Daily report(7/1)

Today was successful. I was able to get the control plane to stop crashing and get the configuration tests to run to completion properly. The benchmark is written and reloading the configuration is so much faster than killing the irods server and starting it again.

Of course, that means it has limitations. Currently it is believed that the authentication modules do not work properly when the settings are changed. Honestly, this isn't a very simple program, apache is way simpler than irods, especially in terms of the dependencies, and I'm skeptical that this can be made to work perfectly in all situations.

The problem I had yesterday was the control plane catching the SIGHUP signal and terminating the server. With that fixed, it's working like a charm, all I need to do is see if we can replace some more of the calls to restart in the tests. Might even gain a percent off the tests 🙂

Daily Report(6/27)

Today has been spent addressing comments made on the pull request.

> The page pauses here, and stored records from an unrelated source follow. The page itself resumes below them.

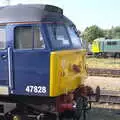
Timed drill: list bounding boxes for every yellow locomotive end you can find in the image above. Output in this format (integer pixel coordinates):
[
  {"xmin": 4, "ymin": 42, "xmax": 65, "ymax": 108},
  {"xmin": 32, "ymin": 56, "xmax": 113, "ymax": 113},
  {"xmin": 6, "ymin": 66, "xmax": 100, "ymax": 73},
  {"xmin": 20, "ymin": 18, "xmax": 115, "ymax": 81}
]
[{"xmin": 50, "ymin": 50, "xmax": 87, "ymax": 97}]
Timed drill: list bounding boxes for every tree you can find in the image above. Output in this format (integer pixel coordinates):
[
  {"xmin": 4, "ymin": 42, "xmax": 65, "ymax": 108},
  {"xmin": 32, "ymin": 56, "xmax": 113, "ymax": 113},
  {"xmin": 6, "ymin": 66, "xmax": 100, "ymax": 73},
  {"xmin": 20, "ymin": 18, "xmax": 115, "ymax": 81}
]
[
  {"xmin": 112, "ymin": 26, "xmax": 120, "ymax": 39},
  {"xmin": 82, "ymin": 25, "xmax": 104, "ymax": 43}
]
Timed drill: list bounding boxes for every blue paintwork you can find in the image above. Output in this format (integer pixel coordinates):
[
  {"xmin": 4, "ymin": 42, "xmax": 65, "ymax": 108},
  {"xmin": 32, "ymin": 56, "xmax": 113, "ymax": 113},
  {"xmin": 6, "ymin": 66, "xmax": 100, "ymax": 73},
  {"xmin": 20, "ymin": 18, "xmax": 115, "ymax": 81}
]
[
  {"xmin": 0, "ymin": 25, "xmax": 50, "ymax": 96},
  {"xmin": 13, "ymin": 50, "xmax": 50, "ymax": 96},
  {"xmin": 0, "ymin": 24, "xmax": 82, "ymax": 96}
]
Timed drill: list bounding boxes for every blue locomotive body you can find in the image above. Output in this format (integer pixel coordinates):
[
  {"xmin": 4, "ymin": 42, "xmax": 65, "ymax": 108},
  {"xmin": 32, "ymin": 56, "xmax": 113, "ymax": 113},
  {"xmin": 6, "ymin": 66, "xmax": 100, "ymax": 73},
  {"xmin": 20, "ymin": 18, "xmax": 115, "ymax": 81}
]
[
  {"xmin": 0, "ymin": 24, "xmax": 50, "ymax": 96},
  {"xmin": 0, "ymin": 5, "xmax": 87, "ymax": 120}
]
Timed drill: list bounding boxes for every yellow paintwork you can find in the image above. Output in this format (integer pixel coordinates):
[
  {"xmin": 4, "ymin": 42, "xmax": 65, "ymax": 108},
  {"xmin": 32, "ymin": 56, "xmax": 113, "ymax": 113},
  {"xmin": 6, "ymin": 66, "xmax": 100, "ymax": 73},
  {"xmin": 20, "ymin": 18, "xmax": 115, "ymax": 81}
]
[
  {"xmin": 50, "ymin": 50, "xmax": 87, "ymax": 97},
  {"xmin": 92, "ymin": 40, "xmax": 100, "ymax": 53}
]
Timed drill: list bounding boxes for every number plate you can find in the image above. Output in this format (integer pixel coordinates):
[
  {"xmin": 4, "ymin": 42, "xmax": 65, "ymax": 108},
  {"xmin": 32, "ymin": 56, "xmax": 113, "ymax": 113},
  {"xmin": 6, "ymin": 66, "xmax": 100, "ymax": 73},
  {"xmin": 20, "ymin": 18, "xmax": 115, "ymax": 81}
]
[{"xmin": 25, "ymin": 85, "xmax": 47, "ymax": 94}]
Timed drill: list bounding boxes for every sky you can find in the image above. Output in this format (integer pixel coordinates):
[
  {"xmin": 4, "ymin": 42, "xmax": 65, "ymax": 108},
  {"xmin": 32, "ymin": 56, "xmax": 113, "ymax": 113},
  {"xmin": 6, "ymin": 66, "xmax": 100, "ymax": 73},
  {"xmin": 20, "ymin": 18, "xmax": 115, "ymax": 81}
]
[{"xmin": 0, "ymin": 0, "xmax": 120, "ymax": 31}]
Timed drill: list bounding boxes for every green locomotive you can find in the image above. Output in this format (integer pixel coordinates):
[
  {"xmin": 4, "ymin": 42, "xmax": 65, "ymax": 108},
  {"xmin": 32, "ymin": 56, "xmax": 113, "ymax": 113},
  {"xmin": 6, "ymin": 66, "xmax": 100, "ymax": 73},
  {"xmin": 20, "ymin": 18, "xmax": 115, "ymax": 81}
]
[{"xmin": 92, "ymin": 38, "xmax": 120, "ymax": 57}]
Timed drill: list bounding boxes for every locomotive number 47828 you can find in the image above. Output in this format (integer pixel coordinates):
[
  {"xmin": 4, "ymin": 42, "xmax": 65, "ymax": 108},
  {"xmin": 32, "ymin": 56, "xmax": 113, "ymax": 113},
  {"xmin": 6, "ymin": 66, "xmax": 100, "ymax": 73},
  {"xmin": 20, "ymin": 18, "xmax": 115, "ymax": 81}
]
[{"xmin": 25, "ymin": 85, "xmax": 46, "ymax": 94}]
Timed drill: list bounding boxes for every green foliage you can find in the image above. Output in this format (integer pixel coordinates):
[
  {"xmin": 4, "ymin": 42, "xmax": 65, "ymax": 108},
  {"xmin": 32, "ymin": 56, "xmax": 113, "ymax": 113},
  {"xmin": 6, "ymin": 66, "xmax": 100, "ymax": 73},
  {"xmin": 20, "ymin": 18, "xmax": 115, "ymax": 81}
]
[{"xmin": 82, "ymin": 25, "xmax": 104, "ymax": 43}]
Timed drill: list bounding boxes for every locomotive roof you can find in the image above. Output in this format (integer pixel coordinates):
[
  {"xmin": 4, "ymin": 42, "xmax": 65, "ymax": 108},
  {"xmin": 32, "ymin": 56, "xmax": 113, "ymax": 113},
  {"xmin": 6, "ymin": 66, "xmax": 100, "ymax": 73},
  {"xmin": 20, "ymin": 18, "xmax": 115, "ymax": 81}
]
[
  {"xmin": 0, "ymin": 4, "xmax": 73, "ymax": 24},
  {"xmin": 94, "ymin": 38, "xmax": 120, "ymax": 42}
]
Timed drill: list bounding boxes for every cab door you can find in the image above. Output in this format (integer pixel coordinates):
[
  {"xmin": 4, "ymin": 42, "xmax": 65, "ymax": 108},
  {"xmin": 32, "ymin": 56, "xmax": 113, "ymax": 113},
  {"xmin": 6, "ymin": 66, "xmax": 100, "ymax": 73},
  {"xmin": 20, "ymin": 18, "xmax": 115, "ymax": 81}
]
[
  {"xmin": 13, "ymin": 24, "xmax": 50, "ymax": 96},
  {"xmin": 0, "ymin": 26, "xmax": 10, "ymax": 95}
]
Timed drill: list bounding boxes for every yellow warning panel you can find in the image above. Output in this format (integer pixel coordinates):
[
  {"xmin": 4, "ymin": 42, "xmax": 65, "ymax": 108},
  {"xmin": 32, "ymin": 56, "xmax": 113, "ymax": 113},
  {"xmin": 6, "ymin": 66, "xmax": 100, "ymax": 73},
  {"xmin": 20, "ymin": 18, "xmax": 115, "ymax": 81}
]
[
  {"xmin": 0, "ymin": 86, "xmax": 9, "ymax": 95},
  {"xmin": 50, "ymin": 50, "xmax": 87, "ymax": 96}
]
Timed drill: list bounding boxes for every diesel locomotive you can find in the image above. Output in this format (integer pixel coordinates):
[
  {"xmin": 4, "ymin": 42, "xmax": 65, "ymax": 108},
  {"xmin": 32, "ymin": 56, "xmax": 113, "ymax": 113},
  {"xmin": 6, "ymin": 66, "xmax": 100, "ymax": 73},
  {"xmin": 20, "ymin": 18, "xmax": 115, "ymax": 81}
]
[
  {"xmin": 92, "ymin": 38, "xmax": 120, "ymax": 58},
  {"xmin": 0, "ymin": 4, "xmax": 87, "ymax": 120}
]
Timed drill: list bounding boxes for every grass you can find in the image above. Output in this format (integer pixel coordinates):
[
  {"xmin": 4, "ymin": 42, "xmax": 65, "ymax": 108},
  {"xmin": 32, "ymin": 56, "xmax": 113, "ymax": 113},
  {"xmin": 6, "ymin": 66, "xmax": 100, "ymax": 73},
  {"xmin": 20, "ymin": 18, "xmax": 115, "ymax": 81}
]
[{"xmin": 86, "ymin": 58, "xmax": 120, "ymax": 70}]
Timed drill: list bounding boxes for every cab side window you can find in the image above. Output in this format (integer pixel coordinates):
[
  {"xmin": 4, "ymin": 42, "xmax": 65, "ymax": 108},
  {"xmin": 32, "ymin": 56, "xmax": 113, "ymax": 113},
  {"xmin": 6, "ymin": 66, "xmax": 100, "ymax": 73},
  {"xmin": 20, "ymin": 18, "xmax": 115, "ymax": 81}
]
[
  {"xmin": 0, "ymin": 26, "xmax": 6, "ymax": 49},
  {"xmin": 67, "ymin": 26, "xmax": 82, "ymax": 48},
  {"xmin": 14, "ymin": 26, "xmax": 45, "ymax": 49}
]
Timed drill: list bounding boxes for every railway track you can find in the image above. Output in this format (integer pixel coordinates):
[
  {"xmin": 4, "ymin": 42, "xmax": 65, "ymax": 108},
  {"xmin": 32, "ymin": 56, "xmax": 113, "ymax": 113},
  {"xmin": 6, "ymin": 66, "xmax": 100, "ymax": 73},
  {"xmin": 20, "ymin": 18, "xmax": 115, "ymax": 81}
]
[
  {"xmin": 88, "ymin": 68, "xmax": 120, "ymax": 77},
  {"xmin": 89, "ymin": 95, "xmax": 120, "ymax": 104}
]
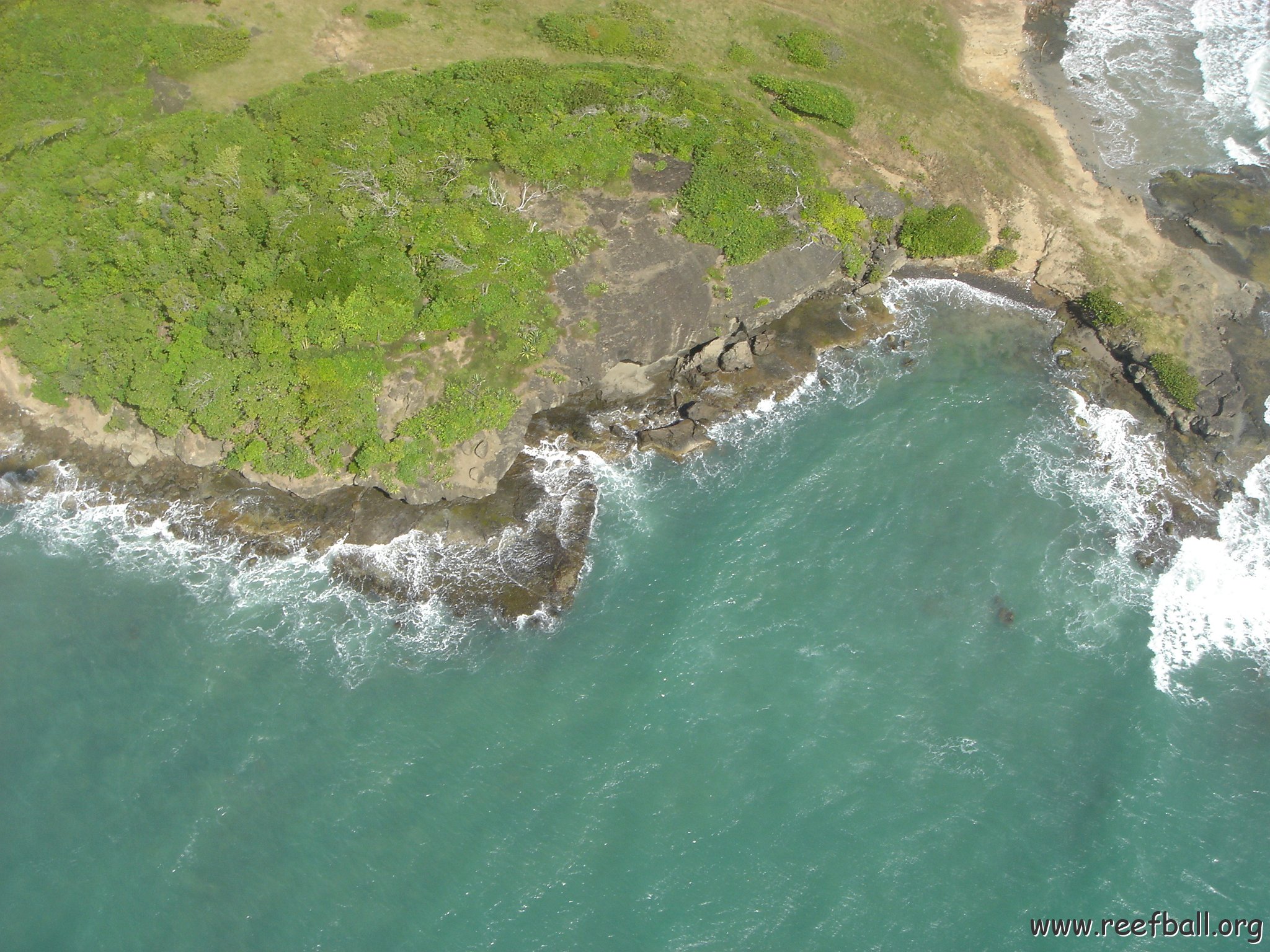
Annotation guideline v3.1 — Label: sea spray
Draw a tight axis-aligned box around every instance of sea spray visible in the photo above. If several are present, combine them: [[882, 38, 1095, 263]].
[[1150, 397, 1270, 697], [0, 438, 623, 683], [1062, 0, 1270, 175]]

  • Address that the field visibility of acquire_*_lock functions implied that it was meant to be derived
  • Replace rodslog calls in get_server_property with the modern logging system
  • Restore some whitespace

In addition, I updated the rodsLog calls in rodsServer and irods_server_properties.

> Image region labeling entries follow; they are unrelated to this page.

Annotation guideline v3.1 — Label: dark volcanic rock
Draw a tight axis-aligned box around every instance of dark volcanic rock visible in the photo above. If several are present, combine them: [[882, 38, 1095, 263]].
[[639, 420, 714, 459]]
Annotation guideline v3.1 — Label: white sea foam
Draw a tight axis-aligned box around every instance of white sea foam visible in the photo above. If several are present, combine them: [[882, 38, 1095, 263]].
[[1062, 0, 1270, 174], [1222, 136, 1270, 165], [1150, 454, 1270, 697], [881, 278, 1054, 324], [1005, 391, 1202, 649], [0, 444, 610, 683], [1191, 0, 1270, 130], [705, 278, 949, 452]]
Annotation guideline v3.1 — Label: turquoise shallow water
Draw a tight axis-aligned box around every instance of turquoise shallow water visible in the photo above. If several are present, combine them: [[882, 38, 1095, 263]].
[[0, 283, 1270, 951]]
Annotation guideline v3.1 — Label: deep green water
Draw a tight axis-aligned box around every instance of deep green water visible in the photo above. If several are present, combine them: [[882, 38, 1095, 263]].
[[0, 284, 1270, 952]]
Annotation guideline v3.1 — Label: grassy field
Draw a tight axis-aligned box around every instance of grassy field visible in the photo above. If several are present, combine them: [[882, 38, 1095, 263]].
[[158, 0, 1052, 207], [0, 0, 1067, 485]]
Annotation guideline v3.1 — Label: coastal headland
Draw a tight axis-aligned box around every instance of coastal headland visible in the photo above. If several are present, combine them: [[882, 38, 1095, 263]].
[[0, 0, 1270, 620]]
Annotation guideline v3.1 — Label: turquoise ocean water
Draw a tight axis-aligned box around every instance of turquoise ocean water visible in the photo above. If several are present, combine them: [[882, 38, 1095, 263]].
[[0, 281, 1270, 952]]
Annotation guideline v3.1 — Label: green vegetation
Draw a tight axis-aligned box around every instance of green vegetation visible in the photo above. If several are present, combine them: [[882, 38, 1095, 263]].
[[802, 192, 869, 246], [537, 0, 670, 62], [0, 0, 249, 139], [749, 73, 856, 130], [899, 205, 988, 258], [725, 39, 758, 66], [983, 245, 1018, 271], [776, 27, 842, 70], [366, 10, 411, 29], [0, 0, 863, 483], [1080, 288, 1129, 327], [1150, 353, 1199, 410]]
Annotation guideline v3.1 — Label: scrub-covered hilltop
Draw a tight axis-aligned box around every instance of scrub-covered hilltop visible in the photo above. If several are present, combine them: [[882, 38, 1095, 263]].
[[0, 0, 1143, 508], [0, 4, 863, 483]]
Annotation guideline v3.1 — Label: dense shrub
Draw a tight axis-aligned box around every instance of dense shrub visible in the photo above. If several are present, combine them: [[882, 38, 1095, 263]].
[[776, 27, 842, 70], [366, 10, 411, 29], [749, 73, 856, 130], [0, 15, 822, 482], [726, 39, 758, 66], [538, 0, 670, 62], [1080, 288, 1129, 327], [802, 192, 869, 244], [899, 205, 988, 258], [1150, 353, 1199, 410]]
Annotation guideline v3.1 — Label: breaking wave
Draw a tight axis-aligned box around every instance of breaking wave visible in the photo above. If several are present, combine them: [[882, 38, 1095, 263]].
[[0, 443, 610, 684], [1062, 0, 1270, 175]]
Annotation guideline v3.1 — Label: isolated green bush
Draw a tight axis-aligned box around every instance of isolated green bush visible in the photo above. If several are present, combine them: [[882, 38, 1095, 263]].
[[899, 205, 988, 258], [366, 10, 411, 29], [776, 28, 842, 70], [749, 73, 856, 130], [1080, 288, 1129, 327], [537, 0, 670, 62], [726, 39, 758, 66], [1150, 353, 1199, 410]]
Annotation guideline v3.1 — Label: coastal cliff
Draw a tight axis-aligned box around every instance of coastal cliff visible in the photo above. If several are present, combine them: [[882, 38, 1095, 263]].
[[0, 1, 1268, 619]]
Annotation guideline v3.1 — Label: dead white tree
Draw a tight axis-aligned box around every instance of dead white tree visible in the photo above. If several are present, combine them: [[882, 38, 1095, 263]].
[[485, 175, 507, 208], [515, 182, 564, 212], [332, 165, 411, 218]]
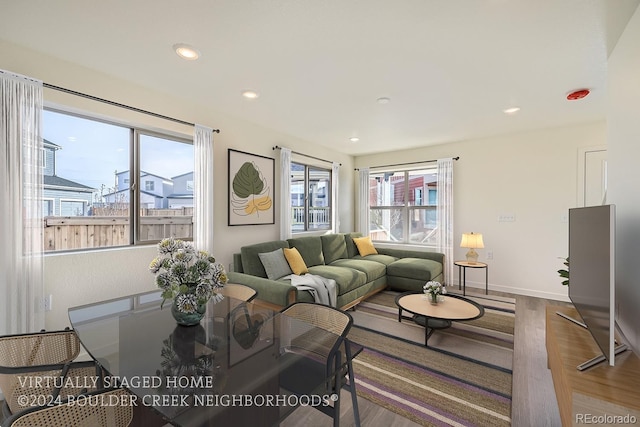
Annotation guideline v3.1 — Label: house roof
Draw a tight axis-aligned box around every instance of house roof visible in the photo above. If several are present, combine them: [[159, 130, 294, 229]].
[[171, 171, 193, 179], [42, 138, 62, 150], [116, 169, 171, 181], [43, 175, 96, 193], [0, 0, 638, 155]]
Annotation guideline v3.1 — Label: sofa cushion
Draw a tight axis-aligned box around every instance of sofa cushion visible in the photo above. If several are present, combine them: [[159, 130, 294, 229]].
[[331, 259, 387, 282], [287, 236, 324, 267], [387, 258, 442, 283], [353, 236, 378, 256], [344, 233, 362, 258], [258, 249, 292, 280], [309, 265, 367, 295], [283, 248, 309, 276], [320, 234, 349, 264], [240, 240, 289, 278], [353, 254, 398, 265]]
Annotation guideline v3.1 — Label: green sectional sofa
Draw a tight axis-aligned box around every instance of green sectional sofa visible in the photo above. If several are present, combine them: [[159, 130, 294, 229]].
[[228, 233, 444, 310]]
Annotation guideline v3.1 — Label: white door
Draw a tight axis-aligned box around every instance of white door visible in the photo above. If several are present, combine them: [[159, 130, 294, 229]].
[[578, 147, 607, 206]]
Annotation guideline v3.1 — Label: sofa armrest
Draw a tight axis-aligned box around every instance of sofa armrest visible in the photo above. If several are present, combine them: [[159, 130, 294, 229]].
[[376, 248, 444, 264], [227, 271, 297, 307]]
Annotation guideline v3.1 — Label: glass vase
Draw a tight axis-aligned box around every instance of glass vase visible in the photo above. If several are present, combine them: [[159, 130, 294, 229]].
[[429, 294, 438, 305], [171, 300, 207, 326]]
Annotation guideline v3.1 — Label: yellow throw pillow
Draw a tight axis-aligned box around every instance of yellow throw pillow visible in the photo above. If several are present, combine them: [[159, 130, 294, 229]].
[[353, 236, 378, 256], [284, 248, 309, 276]]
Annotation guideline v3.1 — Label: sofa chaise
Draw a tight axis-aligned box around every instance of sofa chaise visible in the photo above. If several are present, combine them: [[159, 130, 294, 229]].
[[228, 233, 445, 310]]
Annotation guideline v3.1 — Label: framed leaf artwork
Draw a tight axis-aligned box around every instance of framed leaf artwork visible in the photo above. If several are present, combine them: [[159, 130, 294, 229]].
[[229, 149, 275, 225]]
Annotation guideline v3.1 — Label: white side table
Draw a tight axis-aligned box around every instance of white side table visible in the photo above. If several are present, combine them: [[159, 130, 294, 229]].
[[453, 261, 489, 295]]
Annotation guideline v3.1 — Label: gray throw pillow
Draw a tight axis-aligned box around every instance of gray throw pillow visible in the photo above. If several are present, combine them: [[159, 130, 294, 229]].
[[258, 249, 292, 280]]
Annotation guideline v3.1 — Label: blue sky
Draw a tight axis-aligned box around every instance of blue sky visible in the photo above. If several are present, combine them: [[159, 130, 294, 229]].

I still need to rewrite the hook manager to avoid introducing yet another singleton

Daily Report(6/22)

I am starting today by running more of the test suites to see if the changes have broken anything unrelated. So far so good, except for finding that the build+test script was running the specific test "0"(uninitialized variable).

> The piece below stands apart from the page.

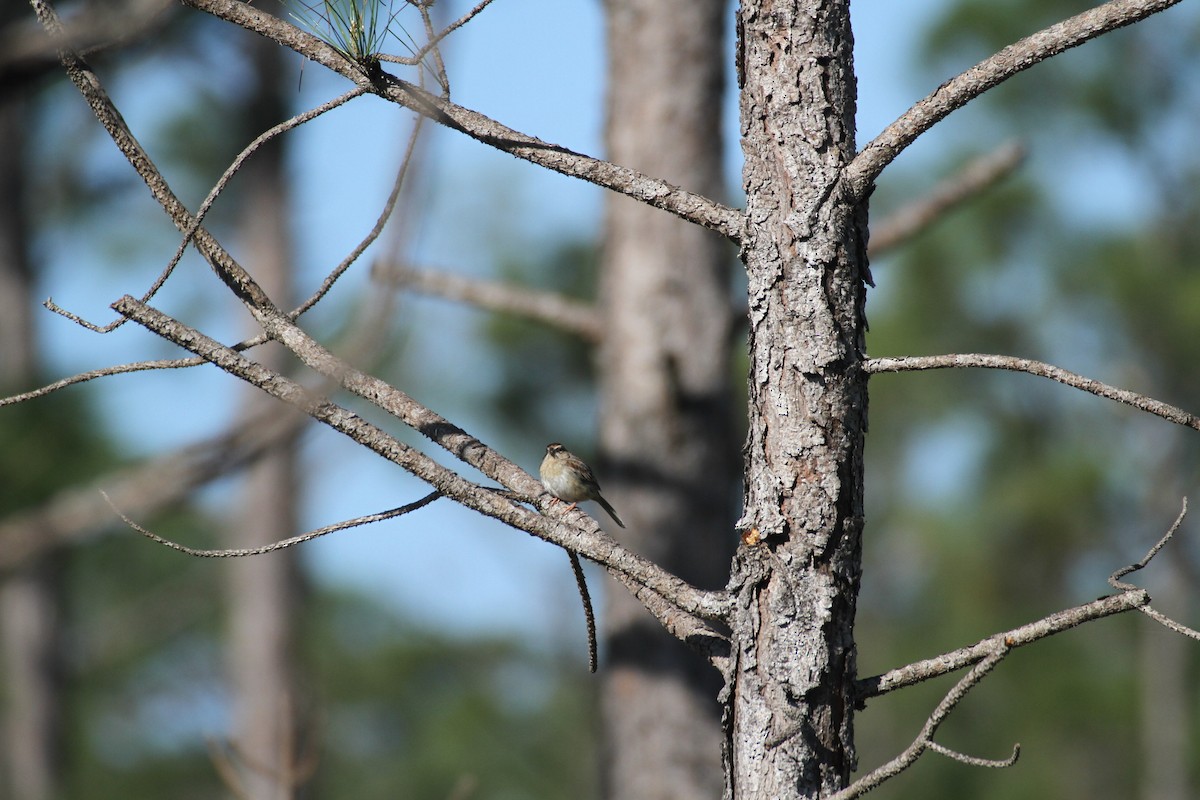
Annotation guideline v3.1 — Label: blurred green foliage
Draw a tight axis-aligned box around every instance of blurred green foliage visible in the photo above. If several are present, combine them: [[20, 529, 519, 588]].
[[857, 0, 1200, 800]]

Resource testing seems to fail on the same spots as before erratically. I'm going to assume that that's fixed in main.

I should really pull from main sooner rather than later, rebasing could get tricky if I'm not careful.

Oddly enough, moving the delay server tests towards using the .reload_configuration() made things slower, this seems to be because until now, the delay server did not refresh the amount of time it waits for. I suspect that there will be many more instances of things like that.

Showing that to be true, the delay server will need to be kicked over whenever the number of executors or the size of the queue changes, as it does not appear that boost::asio::thread_pool supports changing the number of threads mid-lifetime. I should be able to swap it out after calling .stop and .join on the thread pool(I will not use placement new for assignment) :p

Right now, it appears to not be killing the delay server properly. Or grandpa(the toplevel irods process) is falling down unexpectedly.

I need to run over some of this stuff with K and T tomorrow.

The delay server should use the hook manager to change the executor count, and it should probably use .reload instead of .capture

Daily report(6/20)

Currently the issue I am facing is the rule language. Given that this was a sticking point last year, I can't say that I'm surprised. Currently I can't see what the msi_get_server_property is actually returning, and given that they running in the irods agent server it may need additional logic there.

I am having trouble getting the rule to write out the property to stdout, which is not making this task simpler. I have a suspicion that there will continue to be weird issues that will pop up.

The output appears normal to me.

Weekly journal(6/13-6/18)

This week was spent working on writing the configuration_hook_manager's code. I have started working on writing tests.

The primary issues that I have run into have included moving between machines and the performance issue with my desktop's harddrive substantially slowing the work that I am doing.

msiModAVUMetadata is a complicated little micro-service that I'm not sure about. It seems kinda weirdly designed as a function to be called, but it does feel like you're using some little bit of imeta.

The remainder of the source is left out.